Hospital care

This section presents information on the number and characteristics of dementia-related episodes of admitted patient care (referred to as ‘hospitalisations’) between 2012–13 and 2021–22 from the National Hospital Morbidity Database. See the Technical notes for further information on hospitals data. 

Each hospitalisation is assigned a principal diagnosis (the main reason for being admitted to hospital) and can also be assigned one or more additional diagnoses (conditions that impact the provision of care but are not the main reason for being admitted to hospital). Unless otherwise stated, this section focuses on hospitalisations with a principal diagnosis of dementia, or ‘hospitalisations due to dementia’. See Box 9.1 for key terms and considerations for hospitalisations for people with dementia.

Box 9.1: Data considerations for hospitalisations related to dementia

This section aims to provide a comprehensive picture of the impact of dementia on Australia’s hospital systems. 

The following terms are used to distinguish dementia hospitalisations: 

Hospitalisations due to dementia are hospitalisations where dementia was recorded as a principal diagnosis (the main reason for admission).

Hospitalisations with dementia are hospitalisations where dementia was recorded as a principal diagnosis and/or an additional diagnosis (where dementia impacted the hospitalisation but was not the main reason for admission), or where dementia was recorded as a ‘supplementary code’ (when dementia is identified as a chronic condition that is part of a patient’s current health status).
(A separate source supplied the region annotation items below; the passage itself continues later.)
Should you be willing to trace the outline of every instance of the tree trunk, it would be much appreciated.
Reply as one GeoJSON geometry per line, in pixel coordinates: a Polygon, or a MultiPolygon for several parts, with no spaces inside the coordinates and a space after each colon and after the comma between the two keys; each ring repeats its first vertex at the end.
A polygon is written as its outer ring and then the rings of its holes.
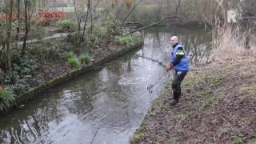
{"type": "Polygon", "coordinates": [[[11,50],[10,50],[10,34],[11,34],[11,22],[13,19],[13,10],[14,10],[14,0],[10,1],[10,6],[9,6],[9,17],[7,19],[7,34],[6,34],[6,53],[7,53],[7,59],[6,59],[6,70],[11,70],[11,50]]]}
{"type": "Polygon", "coordinates": [[[88,0],[86,17],[85,24],[83,25],[83,30],[82,30],[82,34],[81,37],[80,44],[82,43],[82,42],[83,41],[84,37],[85,37],[85,33],[86,33],[86,25],[87,25],[87,21],[88,21],[88,16],[89,16],[90,12],[90,0],[88,0]]]}
{"type": "Polygon", "coordinates": [[[18,42],[19,40],[20,31],[20,0],[17,0],[17,29],[16,29],[16,49],[18,49],[18,42]]]}
{"type": "Polygon", "coordinates": [[[28,7],[29,7],[29,2],[28,0],[25,0],[25,35],[23,38],[23,46],[22,46],[22,57],[24,57],[25,55],[25,50],[26,47],[26,40],[27,36],[30,31],[30,26],[29,26],[29,18],[28,18],[28,7]]]}

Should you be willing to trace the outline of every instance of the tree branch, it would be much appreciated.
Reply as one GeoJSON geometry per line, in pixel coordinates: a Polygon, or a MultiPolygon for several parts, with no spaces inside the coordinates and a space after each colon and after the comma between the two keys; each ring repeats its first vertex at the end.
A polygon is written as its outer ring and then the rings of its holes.
{"type": "Polygon", "coordinates": [[[160,21],[158,21],[158,22],[154,22],[154,23],[152,23],[152,24],[148,25],[148,26],[146,26],[141,27],[141,28],[139,28],[139,29],[134,30],[130,32],[129,34],[134,33],[134,32],[136,32],[136,31],[139,31],[139,30],[144,30],[144,29],[146,29],[146,28],[149,28],[149,27],[156,26],[156,25],[158,25],[158,24],[162,23],[162,22],[166,21],[167,18],[178,18],[178,16],[167,16],[167,17],[161,19],[160,21]]]}
{"type": "Polygon", "coordinates": [[[130,12],[128,13],[128,14],[126,15],[126,18],[122,21],[122,25],[121,25],[121,28],[122,27],[123,24],[126,22],[126,21],[127,20],[127,18],[129,18],[129,16],[133,13],[133,11],[134,10],[134,9],[138,6],[138,4],[140,4],[142,2],[142,0],[138,1],[134,6],[134,7],[130,10],[130,12]]]}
It is important to note that the statistics presented here cannot be considered a full count of hospitalisations among people with dementia for various reasons including:

  • Hospital records only include conditions that were significant in terms of treatment, investigations needed and resources used during the ‘episode of care’, or when chronic conditions that are part of a patient’s current health status are identified but don’t meet the inclusion criteria as a principal or additional diagnosis. This means that hospitalisations among people with mild dementia may be under-recorded because the early stages of dementia are less likely to affect the care provided in hospitals, or dementia may not be identified as a chronic condition that is part of a patient’s current health status.

Further, specific dementia types may be misclassified or simply attributed to Unspecified dementia by medical professionals in the hospital setting (Crowther et al. 2017). As a result, the number of hospitalisations for a specific dementia type may not be accurate. The most reliable data are likely to be for the most common types of dementia. Caution should be taken when interpreting hospital statistics by dementia type.